Baku, May 1 – A small group of ethnic and religious activists staged a peaceful protest in Moscow’s Novopushkinskiy Square yesterday to protest the spread of neo-Nazi violence across the Russian Federation and the government’s plan to introduce courses on Orthodox Christianity in the country’s schools in violation of the Constitutional rights of Muslims and others.
Assembled by the Vatan Peoples Patriotic Party, the demonstrators called for the government to seek a change in Duma legislation authorizing the introduction of courses on “Orthodox Culture” and to support the equal rights of non-Christian and non-Russian groups (www.islamnews.ru/news-11459.html and www.islam.ru/rus/2008-04-29/?single=20952).
The protesters distributed appeals noting that “the authorities are openly ignoring the multi-national and multi-confessional nature of the country. The 2002 census showed,” the broadsheets asserted, “that Orthodox make up 45 percent of the population; Muslims, 20 percent; Buddhists, five percent; and other [believers], one percent.”
Echoing many of the protesters’ complaints were a veritable flood of reports in the media about violence against ethnic and religious minorities. The SOVA Center reported yesterday that during April, “there had been no less than 24 racist and neo-Nazi attacks as a result of which six died and not fewer than 38 wounded” (xeno.sova-center.ru/29481C8/AFFFAFC).
Those figures bring the total number of victims of such skinhead and neo-Nazi crimes in Russia to “no fewer than 211 people since the beginning of 2008, of whom 53 have died,” the widely respected Moscow human rights group added. That death toll is 37 more than from such crimes during the same period in 2007.
SOVA also pointed out that Russian neo-Nazi groups feel strong enough to openly threaten leading Russian officials, including judges who they believe have failed to convict non-Russians guilty of crimes or, alternatively, held one of the neo-Nazis or skinheads responsible for their actions (xeno.sova-center.ru/6BA2468/6BB41EE/AFFE0C7).
Meanwhile, on Tuesday, an article in Moscow’s Novyye izvestiya surveyed the views of Russian human rights activists who were unanimous in their view that Russia is threatened by “a well-armed and very dangerous” neo-Nazi underground, fully capable of engaging in even more violence in the future (www.newizv.ru/news/2008-04-29/89456/).

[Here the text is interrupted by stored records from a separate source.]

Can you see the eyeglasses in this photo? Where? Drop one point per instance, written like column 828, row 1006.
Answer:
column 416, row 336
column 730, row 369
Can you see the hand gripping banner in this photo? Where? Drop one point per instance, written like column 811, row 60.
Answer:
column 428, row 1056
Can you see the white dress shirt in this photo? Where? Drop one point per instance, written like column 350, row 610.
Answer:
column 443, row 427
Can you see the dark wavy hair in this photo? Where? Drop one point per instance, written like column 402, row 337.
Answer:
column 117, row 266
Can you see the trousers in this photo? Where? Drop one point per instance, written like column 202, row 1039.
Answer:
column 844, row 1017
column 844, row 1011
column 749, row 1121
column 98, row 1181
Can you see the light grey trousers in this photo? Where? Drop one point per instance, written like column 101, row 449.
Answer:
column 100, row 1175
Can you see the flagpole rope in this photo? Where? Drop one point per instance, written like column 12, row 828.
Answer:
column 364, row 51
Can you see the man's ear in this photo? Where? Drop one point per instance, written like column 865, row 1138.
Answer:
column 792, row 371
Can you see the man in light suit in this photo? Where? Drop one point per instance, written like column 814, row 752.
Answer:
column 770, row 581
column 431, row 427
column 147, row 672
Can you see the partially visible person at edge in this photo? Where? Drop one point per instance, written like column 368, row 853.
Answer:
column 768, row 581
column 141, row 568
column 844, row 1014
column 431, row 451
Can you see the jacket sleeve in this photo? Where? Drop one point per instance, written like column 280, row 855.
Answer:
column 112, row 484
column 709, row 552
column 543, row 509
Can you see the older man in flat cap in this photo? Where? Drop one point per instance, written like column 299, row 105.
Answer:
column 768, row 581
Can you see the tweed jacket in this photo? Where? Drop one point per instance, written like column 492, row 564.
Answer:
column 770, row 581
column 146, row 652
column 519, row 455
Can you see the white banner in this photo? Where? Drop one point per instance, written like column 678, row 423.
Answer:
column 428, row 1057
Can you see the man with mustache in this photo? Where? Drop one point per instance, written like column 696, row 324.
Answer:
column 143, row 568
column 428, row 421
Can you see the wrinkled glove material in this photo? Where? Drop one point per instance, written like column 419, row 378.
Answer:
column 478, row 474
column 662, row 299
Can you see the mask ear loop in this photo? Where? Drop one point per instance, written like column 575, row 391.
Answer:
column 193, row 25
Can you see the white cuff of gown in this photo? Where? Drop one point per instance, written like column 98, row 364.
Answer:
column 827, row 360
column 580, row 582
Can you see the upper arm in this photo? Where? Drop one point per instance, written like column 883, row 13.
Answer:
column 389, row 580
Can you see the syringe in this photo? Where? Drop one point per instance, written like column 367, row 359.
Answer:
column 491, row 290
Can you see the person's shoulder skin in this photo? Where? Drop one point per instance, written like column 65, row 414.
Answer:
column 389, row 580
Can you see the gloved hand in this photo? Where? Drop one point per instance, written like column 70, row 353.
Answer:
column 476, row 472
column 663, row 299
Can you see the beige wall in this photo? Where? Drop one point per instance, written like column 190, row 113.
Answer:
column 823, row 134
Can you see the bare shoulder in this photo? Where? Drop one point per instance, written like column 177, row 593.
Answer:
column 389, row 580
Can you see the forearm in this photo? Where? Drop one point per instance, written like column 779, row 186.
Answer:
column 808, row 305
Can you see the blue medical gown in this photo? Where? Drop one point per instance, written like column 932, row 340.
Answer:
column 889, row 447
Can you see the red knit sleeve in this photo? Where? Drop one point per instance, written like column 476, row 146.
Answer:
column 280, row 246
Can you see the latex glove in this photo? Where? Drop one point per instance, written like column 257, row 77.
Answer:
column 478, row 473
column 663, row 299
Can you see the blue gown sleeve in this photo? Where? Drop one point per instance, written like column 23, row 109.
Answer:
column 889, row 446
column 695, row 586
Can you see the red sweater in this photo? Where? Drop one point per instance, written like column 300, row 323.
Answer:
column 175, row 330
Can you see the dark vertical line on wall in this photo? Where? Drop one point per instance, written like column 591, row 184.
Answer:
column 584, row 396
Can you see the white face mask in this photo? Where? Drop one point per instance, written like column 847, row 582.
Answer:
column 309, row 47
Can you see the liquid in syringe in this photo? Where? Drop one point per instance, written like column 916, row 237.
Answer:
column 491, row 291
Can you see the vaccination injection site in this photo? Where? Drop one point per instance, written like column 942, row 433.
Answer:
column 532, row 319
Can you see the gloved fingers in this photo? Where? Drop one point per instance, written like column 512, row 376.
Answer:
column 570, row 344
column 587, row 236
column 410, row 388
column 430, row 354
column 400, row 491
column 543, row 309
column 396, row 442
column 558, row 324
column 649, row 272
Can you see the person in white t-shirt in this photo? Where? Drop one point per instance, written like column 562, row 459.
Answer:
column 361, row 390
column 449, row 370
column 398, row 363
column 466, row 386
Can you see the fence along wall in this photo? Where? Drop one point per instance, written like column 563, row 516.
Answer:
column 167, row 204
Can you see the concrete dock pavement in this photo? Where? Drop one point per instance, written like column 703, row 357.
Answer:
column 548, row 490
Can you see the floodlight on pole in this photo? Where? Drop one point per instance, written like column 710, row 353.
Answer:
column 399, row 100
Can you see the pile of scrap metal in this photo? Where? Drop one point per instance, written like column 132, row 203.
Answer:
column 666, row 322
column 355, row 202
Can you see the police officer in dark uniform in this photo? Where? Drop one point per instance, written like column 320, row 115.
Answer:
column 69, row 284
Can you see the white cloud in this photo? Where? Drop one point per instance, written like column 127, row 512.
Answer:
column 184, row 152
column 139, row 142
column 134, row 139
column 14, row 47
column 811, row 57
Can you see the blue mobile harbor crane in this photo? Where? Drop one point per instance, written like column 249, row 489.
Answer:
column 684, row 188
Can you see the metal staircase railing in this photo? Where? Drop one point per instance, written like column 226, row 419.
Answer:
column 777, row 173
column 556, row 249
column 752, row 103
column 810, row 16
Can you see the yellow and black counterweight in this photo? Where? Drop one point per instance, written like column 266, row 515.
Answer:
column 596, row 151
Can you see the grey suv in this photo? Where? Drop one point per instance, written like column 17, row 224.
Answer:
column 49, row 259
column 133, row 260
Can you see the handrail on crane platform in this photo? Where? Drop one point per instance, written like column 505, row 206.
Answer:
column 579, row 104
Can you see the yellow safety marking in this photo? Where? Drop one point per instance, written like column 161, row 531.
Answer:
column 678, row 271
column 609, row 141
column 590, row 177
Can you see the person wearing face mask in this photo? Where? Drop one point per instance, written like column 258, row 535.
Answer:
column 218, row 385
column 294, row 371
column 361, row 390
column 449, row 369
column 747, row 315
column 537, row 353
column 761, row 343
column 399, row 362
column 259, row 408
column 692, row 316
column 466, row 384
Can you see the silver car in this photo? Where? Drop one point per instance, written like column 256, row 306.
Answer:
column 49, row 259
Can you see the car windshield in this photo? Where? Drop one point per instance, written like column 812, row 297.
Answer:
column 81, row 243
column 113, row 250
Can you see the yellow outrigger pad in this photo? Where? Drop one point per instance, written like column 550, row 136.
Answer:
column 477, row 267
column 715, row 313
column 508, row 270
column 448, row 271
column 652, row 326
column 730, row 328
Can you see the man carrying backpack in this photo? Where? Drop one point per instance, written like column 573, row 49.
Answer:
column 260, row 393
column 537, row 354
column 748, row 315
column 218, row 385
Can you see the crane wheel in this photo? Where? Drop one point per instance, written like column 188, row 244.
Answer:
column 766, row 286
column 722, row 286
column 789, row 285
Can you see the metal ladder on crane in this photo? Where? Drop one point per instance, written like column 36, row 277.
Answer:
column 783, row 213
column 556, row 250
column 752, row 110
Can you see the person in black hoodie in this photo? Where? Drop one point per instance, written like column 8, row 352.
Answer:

Unlike 15 years ago when extremist xenophobic attitudes were confined to the older generation, now, lawyer Sergei Belikov told the paper, it is the younger generation that holds these views most strongly and is even more prepared to act on them, a pattern that does not bode well for the future.
Young Russians have been transformed, he continued, “from an amorphous mass of followers of the counter-culture and various informal movements” into “several youth groups with an independent and completely formed political ideology,” including some that are part of the extreme right.
This rightist element “which has existed in Russia about ten years, already exerts an enormous negative influence precisely on the sphere of inter-ethnic relations,” Novyye izvestiya said. “According to investigators, 141 youth groups of an extremist direction operated in Russia in 2007.”
Unfortunately, several of the activists told the paper, the authorities did not act quickly, and even when they did charge and convict members of these groups for violent acts, the latter often returned from prison and resumed their violent actions, something SOVA analyst Galina Kozhevnikova suggested shows that the situation is changing for the worse.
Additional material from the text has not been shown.